OPEN also is further enhancing its capabilities as a PropTech company by rolling up smaller businesses that complement its core iBuying business with services like digitized and streamlined home renovation and rapid-processing digital mortgages. It also launched new products that include providing prospective home sellers cash offers for their property that are respectably close to market value, driving a dent into many smaller scale home buying businesses, as well as a 360-degree home sale, move, and purchase experience to minimize the hassle and financial challenges often associated with selling a home and subsequently buying a different one.
As it continues to capture market share and build out its core and ancillary capabilities and businesses, OPEN will inevitably also see its profit margins rocket higher via economies of scale and entry into higher margin businesses than iBuying.
Real estate is ripe for disruption and both OPEN and Z have even recently been described as potential Amazons of real estate:
Opendoor is an e-commerce platform where consumers can buy, sell and view homes online. For all intents and purposes, Opendoor is the future Amazon of the real estate market — and this $1.6 trillion market is ripe for significant and widespread digital disruption over the next 10 to 15 years. Amid this disruption, Opendoor will grow by leaps and bounds – Opendoor Is the Future Amazon of the $1.6 Trillion Real Estate Market
Zillow is a leading digital-services provider for the real-estate industry.
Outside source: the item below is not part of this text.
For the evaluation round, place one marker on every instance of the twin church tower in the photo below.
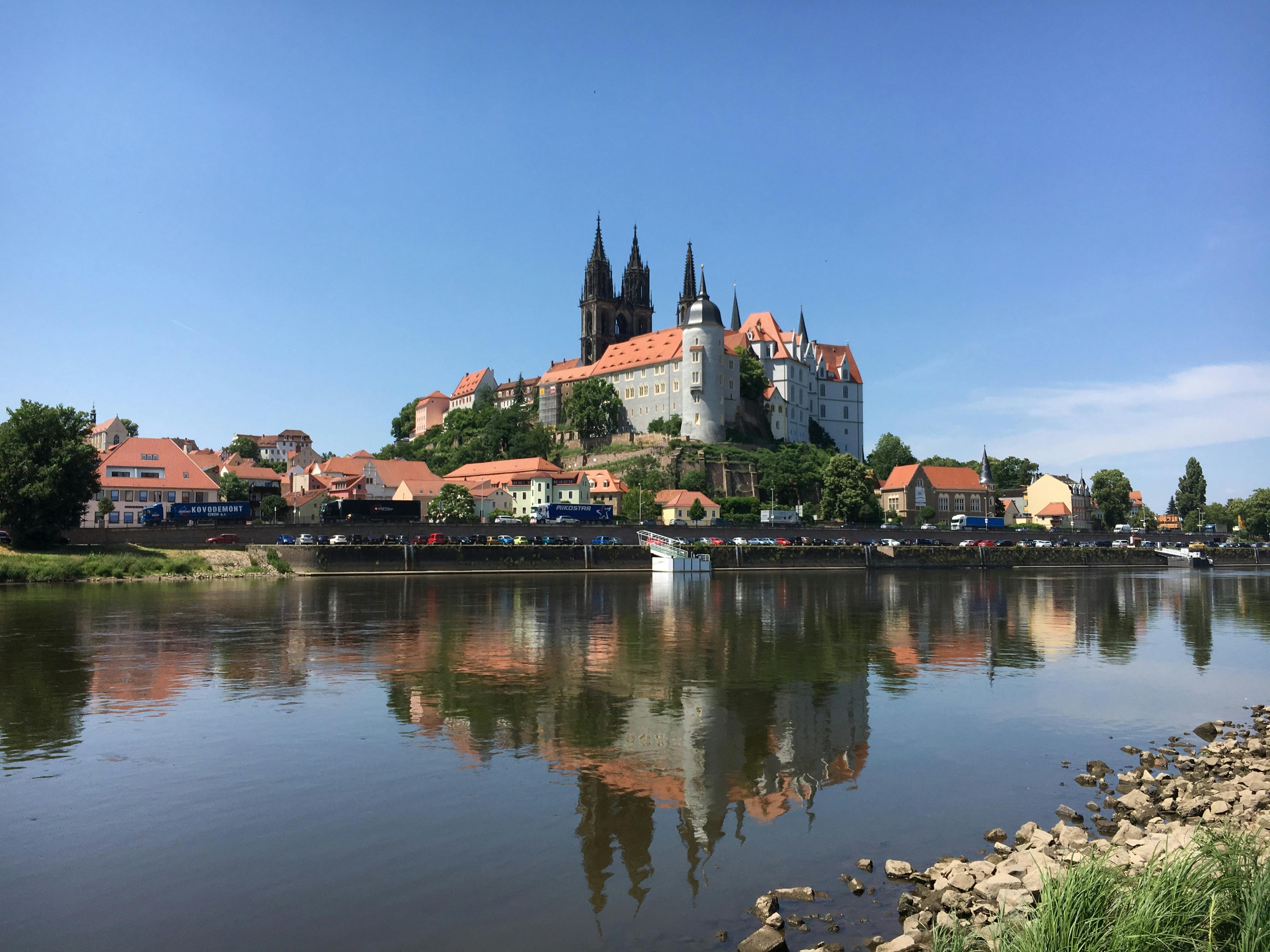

We believe the company will leverage its brand, industry experience, and new Offers business to digitize the entirety of the home buying and selling process, move closer to the transaction, and take a greater share of each home purchase that it facilitates… Zillow plans to do to real estate what Amazon.com Inc. did to retailing. – Zillow Plans to Do to Real Estate What Amazon Did to Retailing
However, given that OPEN stock has massively underperformed Z stock in recent months and OPEN has a key advantage that Z does not (it actually buys and sells homes), we have become more bullish on OPEN than Z. By investing in a high upside though speculative bet like OPEN, we add some nice diversification to our portfolio of high-quality undervalued dividend paying portfolio at High Yield Investor boasting a weighted average yield of 5%-6%.